Here is the path we take:
:004364CD FF1560324C00 Call dword ptr [004C3260]
* Referenced by a (U)nconditional or (C)onditional Jump at Address:
|:0043648E(C)
|
:004364D3 8B4DE8 mov ecx, dword ptr [ebp-18]
:004364D6 E8754AFFFF call 0042AF50
:004364DB 85C0 test eax, eax
:004364DD 7576 jne 00436555 we have eax=0
:004364DF C645FC00 mov [ebp-04], 00
:004364E3 E83B020000 call 00436723
:004364E8 E99AFAFFFF jmp 00435F87 therefore we jump here
We have 0 in eax and therefore we will jump at :004364E8 to 435F87 and we will then end up at :
:00435F87 C745FCFFFFFFFF mov [ebp-04], FFFFFFFF
:00435F8E E8AA070000 call 0043673D
:00435F93 33C0 xor eax, eax
:00435F95 8B4DF4 mov ecx, dword ptr [ebp-0C]
:00435F98 5F pop edi
:00435F99 64890D00000000 mov dword ptr fs:[00000000], ecx
:00435FA0 5E pop esi
:00435FA1 5B pop ebx
:00435FA2 8BE5 mov esp, ebp
:00435FA4 5D pop ebp
:00435FA5 C3 ret
The ret will take us to a nasty place in MFC42.dll
:5F407EAB 85C0 test eax, eax
:5F407EAD 7415 je 5F407EC4
:5F407EAF 8B06 mov eax, dword ptr [esi]
:5F407EB1 8BCE mov ecx, esi
:5F407EB3 FF505C call [eax+5C]
:5F407EB6 8BF8 mov edi, eax
:5F407EB8 E81D990000 call 5F4117DA
:5F407EBD 8BC7 mov eax, edi
:5F407EBF 5F pop edi
:5F407EC0 5E pop esi
:5F407EC1 C21000 ret 0010
AND WE'LL CONTINUE
:5F407EC4 8B4E20 mov ecx, dword ptr [esi+20]
:5F407EC7 85C9 test ecx, ecx
:5F407EC9 0F8575440100 jne 5F41C344 Here we jump
:5F41C344 8B01 mov eax, dword ptr [ecx]
:5F41C346 FF5060 call [eax+60]
:5F41C349 E981BBFEFF jmp 5F407ECF
:5F407ECF 8B06 mov eax, dword ptr [esi]
:5F407ED1 8BCE mov ecx, esi
:5F407ED3 FF5070 call [eax+70] killer!!!!
:5F407ED6 EBDE jmp 5F407EB6
The call to [eax+70] kills the window, how rude of them to exit before we even had the chance to draw a single pixel.
You, dear reader have of course already spotted the jump that needs to be changed and you may be wondering why I included all this MFC code. However there's a reason why I'm showing you all this code of MFC42.dll and that's because there is a good chance that you'll miss the *important* code among the overbloated MFC dlls. And if you do so you'll end up patching the MFC42 code instead of your targets call.

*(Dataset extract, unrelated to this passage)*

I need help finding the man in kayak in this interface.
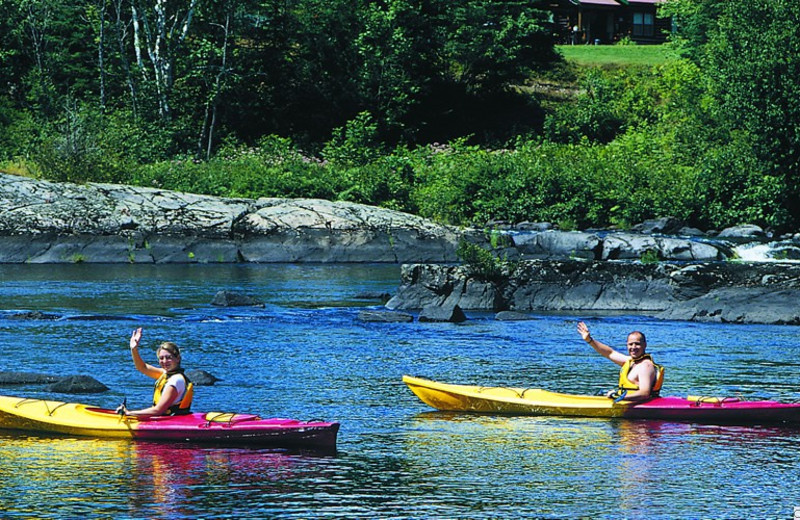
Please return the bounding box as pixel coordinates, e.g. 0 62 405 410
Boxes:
577 321 663 402
116 327 194 417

Where where where is the important code, well if you change al from 0 to 1 at
:004364DB 85C0 test eax, eax
The whole bazar will start. But as I said before should you miss this spot you'll end up changing:
:5F407EAB 85C0 test eax, eax
:5F407EAD 7415 je 5F407EC4
Inside MFC42.dll wich IS NOT a good idea, since other programs may use this particular function.
This will be the last essay on selfexpainary cracks. I want to move on to more complex cracks. What I mean by that is that only protections that donot use the common API calls will be written down and that goes for any contributor too. I'm well aware of the prideness one feel when one has succeed in cracking by oneself for the first time, but there's too many essay's on the web explaining the same sort of protections. What I wont to cover is:
- Nagscreens that do not use the standard Messagebox(a), dialogbox or messagebeep
- Serial protections that do not use: GetDlgItemText(A), GetwindowtextA or any similiar API function
- ANTIDEBUGGING protections: This is VERY Important
- Turning demo version into full versions: This will be written down this summer
- Programs that don't have their "nag text" inside w32dasm (like PSP has)
- Encryptions schemes of nagtexts.
- And so on
They don't have to be tough or hard to crack, the important thing is that they offer some new schemes like this PSP essay who deals with a nagscreen that is a bitmaps.